Another 34% of the assistance to Foxconn, amounting to $1.4 billion, is somewhat related to job creation. This amount takes the form of payments to Foxconn to partially pay for construction and equipment costs of its factory.
These payments to Foxconn are reduced if the company does not hit a specified percentage of the main jobs target, with the percentage ranging from 25% in 2019 to 65% in 2025.
For example, although the company anticipates employing 13,000 workers by 2022, Foxconn could still receive the maximum capital investment payment for that year so long as it employed at least 5,200 workers (40% of 13,000).
In addition, Foxconn would need to hit specified capital investment targets to receive the maximum investment credits.
The smallest portion of the assistance to Foxconn is the 30% that is directly related to job creation. This includes up to $1.5 billion in payments to Foxconn to defray payroll costs over the next fifteen years. It also includes $20 million for the state to provide grants for worker training.
Much of the state assistance will take the form of checks sent to Foxconn, rather than reducing Foxconn’s taxes. That’s because Wisconsin’s tax laws have a special tax break for manufacturers that allows them to pay nearly nothing in state income tax.

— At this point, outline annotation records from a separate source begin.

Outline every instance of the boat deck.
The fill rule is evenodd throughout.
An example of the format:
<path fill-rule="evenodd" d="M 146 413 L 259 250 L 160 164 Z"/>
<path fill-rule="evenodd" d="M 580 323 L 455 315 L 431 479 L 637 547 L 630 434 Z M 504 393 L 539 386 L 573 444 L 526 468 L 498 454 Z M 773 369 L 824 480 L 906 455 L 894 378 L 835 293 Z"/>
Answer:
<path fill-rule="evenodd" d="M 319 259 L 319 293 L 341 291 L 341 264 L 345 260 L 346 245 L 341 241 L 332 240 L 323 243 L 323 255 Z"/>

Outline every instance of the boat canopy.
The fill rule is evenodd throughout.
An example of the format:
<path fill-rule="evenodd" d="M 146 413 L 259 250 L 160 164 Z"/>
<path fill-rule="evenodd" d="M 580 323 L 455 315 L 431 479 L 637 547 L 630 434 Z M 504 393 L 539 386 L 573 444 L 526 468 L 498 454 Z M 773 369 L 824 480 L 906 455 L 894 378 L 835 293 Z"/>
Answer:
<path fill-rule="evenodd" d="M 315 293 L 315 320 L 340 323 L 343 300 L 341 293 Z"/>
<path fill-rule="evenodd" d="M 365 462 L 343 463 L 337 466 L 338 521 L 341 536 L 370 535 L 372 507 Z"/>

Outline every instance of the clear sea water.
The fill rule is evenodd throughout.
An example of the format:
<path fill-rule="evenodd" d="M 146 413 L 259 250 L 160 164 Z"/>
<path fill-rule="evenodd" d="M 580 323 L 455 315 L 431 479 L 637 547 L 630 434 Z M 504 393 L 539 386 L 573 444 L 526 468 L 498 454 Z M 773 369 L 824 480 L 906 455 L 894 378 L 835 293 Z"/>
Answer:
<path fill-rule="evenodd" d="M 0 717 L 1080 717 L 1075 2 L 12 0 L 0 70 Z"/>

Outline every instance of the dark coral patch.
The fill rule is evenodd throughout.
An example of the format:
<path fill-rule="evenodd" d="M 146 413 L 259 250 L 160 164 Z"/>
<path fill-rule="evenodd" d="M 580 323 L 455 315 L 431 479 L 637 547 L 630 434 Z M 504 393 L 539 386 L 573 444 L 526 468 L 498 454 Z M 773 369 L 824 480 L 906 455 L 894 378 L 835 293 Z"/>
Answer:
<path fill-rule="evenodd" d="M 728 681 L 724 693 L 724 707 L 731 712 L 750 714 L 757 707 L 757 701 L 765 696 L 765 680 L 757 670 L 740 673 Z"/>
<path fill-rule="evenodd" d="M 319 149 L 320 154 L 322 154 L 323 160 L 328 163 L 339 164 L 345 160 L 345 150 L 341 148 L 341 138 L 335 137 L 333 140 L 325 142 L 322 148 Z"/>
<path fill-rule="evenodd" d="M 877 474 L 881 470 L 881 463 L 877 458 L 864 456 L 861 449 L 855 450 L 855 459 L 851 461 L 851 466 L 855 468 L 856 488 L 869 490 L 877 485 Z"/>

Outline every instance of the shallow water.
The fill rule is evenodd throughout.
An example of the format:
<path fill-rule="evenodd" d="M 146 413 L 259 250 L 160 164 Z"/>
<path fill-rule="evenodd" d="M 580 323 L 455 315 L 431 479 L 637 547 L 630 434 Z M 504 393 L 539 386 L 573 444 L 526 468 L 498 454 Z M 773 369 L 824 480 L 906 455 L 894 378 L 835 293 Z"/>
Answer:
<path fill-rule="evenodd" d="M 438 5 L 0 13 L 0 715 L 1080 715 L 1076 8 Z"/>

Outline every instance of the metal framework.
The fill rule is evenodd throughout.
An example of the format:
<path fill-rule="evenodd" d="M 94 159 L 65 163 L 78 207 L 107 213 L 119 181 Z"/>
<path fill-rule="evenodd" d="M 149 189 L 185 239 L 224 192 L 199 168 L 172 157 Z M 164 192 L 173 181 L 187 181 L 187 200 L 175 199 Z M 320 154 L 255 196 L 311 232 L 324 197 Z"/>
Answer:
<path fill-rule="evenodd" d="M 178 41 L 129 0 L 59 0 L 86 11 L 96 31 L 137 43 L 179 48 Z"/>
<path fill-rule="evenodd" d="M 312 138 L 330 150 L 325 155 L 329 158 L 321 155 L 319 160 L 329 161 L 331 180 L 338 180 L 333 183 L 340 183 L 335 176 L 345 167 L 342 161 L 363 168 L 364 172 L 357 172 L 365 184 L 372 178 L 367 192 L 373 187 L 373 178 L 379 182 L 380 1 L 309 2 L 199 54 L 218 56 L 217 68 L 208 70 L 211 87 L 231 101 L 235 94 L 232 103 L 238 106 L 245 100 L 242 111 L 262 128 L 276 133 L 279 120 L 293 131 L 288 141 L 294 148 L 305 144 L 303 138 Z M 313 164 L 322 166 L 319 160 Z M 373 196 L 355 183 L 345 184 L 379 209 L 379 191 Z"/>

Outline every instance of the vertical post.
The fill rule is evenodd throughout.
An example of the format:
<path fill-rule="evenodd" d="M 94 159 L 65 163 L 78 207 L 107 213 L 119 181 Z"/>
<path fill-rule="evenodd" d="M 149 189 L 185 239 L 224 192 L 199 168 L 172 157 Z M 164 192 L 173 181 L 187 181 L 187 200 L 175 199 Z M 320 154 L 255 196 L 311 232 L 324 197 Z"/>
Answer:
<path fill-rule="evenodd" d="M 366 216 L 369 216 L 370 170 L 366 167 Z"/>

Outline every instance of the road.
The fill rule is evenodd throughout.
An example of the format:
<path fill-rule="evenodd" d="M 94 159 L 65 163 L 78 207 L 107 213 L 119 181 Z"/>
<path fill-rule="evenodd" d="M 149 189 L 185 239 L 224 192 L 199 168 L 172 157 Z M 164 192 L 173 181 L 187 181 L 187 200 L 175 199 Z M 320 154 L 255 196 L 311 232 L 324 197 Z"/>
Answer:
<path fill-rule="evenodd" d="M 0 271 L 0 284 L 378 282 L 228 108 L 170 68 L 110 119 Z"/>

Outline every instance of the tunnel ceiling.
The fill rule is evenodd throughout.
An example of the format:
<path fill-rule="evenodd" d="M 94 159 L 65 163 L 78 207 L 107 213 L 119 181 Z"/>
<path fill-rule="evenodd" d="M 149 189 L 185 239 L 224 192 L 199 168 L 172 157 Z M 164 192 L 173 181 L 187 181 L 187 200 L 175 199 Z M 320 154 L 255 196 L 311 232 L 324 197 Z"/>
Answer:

Even without the assistance package, Foxconn would have next to no state income tax liability, so the credits for capital investment and employment would have little value unless they take the form of state money sent to Foxconn.
Wisconsin is putting billions of dollars of public money at stake on a single, enormous project. There is no way to know for sure at this point how many people Foxconn will employ or how long the factory will be operational.
What is clear at this point is that the $4.5 billion in public money that state and local governments are spending to benefit Foxconn represents resources that will not be available to invest in Wisconsin’s K-12 schools, university system, or communities.